We’ve all been warned about jumping to conclusions and in an environment of fake news and paid influencers, that’s sound advice, but much easier said than done unless you understand your own cognitive bias when it comes to forming opinions or making judgements.
We’re hit by a barrage of incoming emails, texts, and a variety of elective social media messaging and, given the speed and ease of communication, we’re often expected to respond immediately. Here’s where snap judgements can get us in trouble, otherwise known as fundamental attribution error, or correspondence bias.
Studies have shown that we’re quick to base our judgement of others on their personal attributes versus situational factors, when situational factors may be the true cause of behavior. And while we’re quick to judge others based on this dynamic, we rarely apply it to ourselves.
In a study done about behavior in business meetings, people believed that individuals who were more critical of recommendations or generally more pessimistic (i.e., what’s wrong with something versus what’s good about something) were thought to be more intelligent and thought they were perceived as being smarter. So, in this case, critical and negative equaled smart.
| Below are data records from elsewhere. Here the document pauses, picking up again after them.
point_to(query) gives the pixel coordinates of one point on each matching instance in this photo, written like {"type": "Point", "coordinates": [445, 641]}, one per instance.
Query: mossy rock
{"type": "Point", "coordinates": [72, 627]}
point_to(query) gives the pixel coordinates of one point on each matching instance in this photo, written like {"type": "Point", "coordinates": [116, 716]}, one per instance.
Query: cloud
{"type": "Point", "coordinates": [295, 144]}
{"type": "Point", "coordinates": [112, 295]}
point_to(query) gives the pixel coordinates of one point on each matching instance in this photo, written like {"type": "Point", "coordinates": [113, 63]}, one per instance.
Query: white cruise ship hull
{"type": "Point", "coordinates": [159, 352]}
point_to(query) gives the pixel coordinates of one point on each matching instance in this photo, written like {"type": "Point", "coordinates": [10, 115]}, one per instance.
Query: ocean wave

I’ve found myself jumping to conclusions about a variety of things in business and in my personal life when what I could be doing instead is taking more time to investigate and listen before forming a judgement. And speaking of judgements, we have a bias there as well. We have more positive appraisals of people and situations that serve to move our goals and agenda forward, and negative or neutral appraisals of those people and situations that don’t.
Think you know yourself and why you form opinions and make the judgements you do? Not so fast. Give yourself some time to think about the biases you may have before rushing to judgement.